Chefs get a taste for art
During a sweltering summer’s day in the Japanese capital, an edible sculpture constructed of rougetinted chocolate kisses spiralled towards the ceiling of a gallery opposite the Tokyo Tower. Floating next to the chocolate centrepiece were two pairs of giant red lips mounted on Plexiglass and composed of thousands of spherical red bonbons. Guests were encouraged to approach the artwork and pluck the candies from the clear canvas with their mouths. Over the course of an hour, the pieces morphed and waned, but pastry chef Janice Wong, who had created the installation, looked on with approval.
“My work is meant to be interactive, and I see it as more of an experience than a product,” she says, noting that the changing appearance of the art is part of the fun, a reflection of the impermanent nature of her medium – pastry.
Wong, the owner and chef of 2am:dessertbar and lab in Singapore, is also one of the world’s leading food artists. The pâtissier first made waves with an edible landscape that included a ceiling dripping with marshmallow-and-seaweed stalactites and walls lined with lychee-infused jelly drops. Since then, she has been flying around the world to produce massive installations made of confections. Recently, Wong opened an eponymous sweets boutique that features a section where customers can produce their own candy art.

Food has served as inspiration and medium for many contemporary artists, evoking desire, anger or delight. Think of Claes Oldenburg’s gargantuan inverted ice cream cone on top of a shopping centre in Germany, or Canadian artist Terence Koh’s sculptures of Michael Jackson moulded from Hershey’s chocolate. The idea that edible art could offer a delicious, rather than purely intellectual, experience is relatively new, but today’s food creators are blithely blurring the lines between culinary and visual arts. As a chef, Wong strives to bring gustatory pleasure through her creations, and she sees food as a playful way to bridge cultural differences. “A lollipop is never just a lollipop,” she says. “What’s considered acceptable to eat varies from country to country.”

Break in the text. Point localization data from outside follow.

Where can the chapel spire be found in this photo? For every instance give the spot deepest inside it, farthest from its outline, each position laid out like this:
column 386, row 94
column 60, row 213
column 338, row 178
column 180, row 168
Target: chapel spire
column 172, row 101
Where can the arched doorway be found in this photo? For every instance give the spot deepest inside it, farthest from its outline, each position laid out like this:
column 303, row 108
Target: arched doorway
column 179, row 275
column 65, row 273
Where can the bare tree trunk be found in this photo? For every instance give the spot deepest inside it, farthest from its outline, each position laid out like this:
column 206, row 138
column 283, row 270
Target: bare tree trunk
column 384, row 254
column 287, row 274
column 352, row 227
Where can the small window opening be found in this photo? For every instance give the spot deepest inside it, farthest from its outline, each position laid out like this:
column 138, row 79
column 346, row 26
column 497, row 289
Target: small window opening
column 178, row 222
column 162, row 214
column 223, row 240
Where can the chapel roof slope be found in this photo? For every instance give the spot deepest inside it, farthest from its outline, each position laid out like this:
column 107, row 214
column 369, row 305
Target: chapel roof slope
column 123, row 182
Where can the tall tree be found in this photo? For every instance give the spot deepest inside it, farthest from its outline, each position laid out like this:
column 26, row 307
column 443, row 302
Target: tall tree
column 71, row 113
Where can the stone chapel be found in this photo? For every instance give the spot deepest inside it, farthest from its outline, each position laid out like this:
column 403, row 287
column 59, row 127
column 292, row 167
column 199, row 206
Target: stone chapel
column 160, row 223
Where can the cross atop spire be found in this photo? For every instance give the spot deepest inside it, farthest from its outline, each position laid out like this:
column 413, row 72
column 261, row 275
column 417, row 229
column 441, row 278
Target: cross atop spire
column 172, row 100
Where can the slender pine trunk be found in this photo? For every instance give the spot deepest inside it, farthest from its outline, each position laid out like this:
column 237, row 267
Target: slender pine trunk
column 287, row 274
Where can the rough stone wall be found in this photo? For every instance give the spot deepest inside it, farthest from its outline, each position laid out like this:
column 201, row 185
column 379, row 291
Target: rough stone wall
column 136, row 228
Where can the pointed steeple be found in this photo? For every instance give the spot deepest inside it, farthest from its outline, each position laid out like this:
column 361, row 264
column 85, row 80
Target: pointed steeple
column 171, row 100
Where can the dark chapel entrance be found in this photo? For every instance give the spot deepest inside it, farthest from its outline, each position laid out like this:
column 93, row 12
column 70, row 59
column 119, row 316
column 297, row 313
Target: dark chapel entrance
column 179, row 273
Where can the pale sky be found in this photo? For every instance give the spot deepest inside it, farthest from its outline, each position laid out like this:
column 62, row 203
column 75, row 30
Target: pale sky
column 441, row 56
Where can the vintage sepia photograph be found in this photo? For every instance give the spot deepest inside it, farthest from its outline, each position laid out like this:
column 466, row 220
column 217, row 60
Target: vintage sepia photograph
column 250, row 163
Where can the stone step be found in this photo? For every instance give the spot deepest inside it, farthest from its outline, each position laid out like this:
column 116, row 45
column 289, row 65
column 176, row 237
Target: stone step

Japanese artist Ayako Suwa uses food to explore “the possibilities of taste” and emotions. Her inspiration comes from nature, and her art – which is displayed in galleries and luxury retail shops or woven into her travelling “Guerilla Restaurant” performances – is visceral and provocative. Suwa says the aim is to reignite a primal sense of curiosity. As a child, the budding artist presented her playmates with dishes composed of found objects such as plants, shells and insects, and this fascination with the intersection between taste and imagination persists in her work. “Food does not merely pass from the mouth to the stomach,” she says.
Combining her training as an artist with an intuitive feel for ingredients, Suwa creates edible sculptures in miniature that juxtapose unusual flavours and textures. A cut plum filled with balsamic vinegar and topped with red seaweed becomes a “lingering taste of regret with overtones of anger welling up,” while “shame and joy” is a combination of mushroom, fresh cream and mint.


“My work is not about nutritional value, a gourmet experience or familiar tastes. The people who decide to eat my food are seeking a ‘new value of food’ that is closely tied to instinct and curiosity,” Suwa says.
“Imagine the feeling of a primitive man when he discovered a sea cucumber for the first time.”